I mentioned a couple of posts ago that our flyering efforts had caught the attention of a London based amateur comedian (aren't we all) who wanted a gig. Well, again yesterday we were subjected to a similar young hopeful. This guy was quicker to cotton on to the fact that we weren't inviting him onto the bill. He did ask how to find open spots while in the area, and I gave him the standard advice of ringing around the advertisers in Time Out. Noticing that he had a north east accent, I asked him his name. He gave me his card. I can hear, so a name spoken alone would have sufficed. He turned out to have played a gig I read about on a couple of the blogs that I read. It was a nice way to feel a link with a stranger.
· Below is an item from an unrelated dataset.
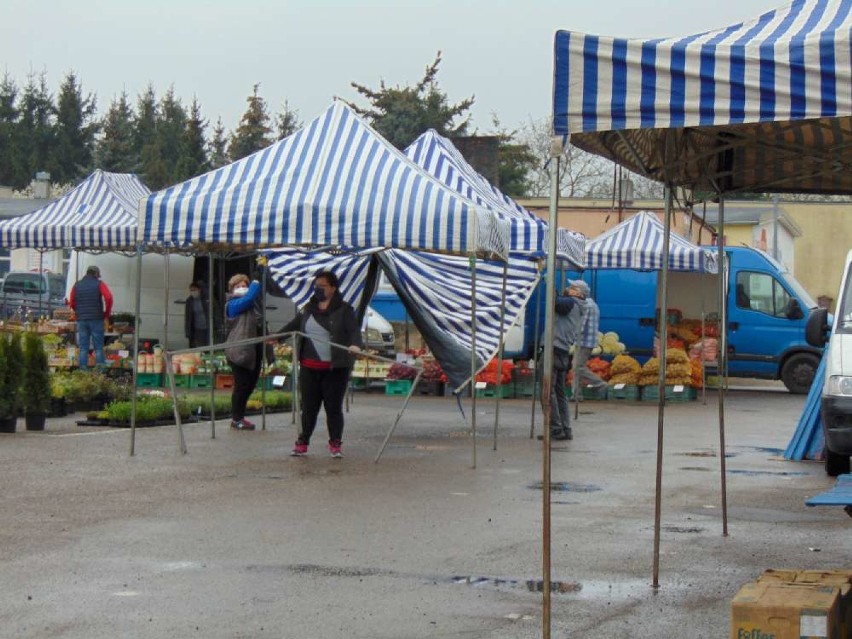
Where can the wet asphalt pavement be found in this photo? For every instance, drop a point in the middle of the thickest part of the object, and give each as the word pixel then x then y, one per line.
pixel 237 539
As he was leaving, he did something butt clenchingly awful. He tried to be funny. Speaking in low tones he started talking bollocks about passers by. In much the way that a slight of hand artist has to work hard to fool another, so too does a comedian have to work hard to suprise another. I was slightly shocked. I felt an urge to deliver some crushing put downs or explain that it was embarrassing. However I didn't want to be horrible, and he was being slightly amusing. Had I been a punter and had he had the mystique of the performer, maybe it would have been funnier.
The exit door appeared when he pointed to a black fellow and said that he was a dealer. . . Bit racist. . . Thing is, as I pointed out, he was. He'd been the guy dealing earlier. Job done conversation stopped. No offence needed to be taken.
I wonder what other shows pick up passers by hoping to join the cast. You reckon that Les Miserables has a queue of people singing at the stage door?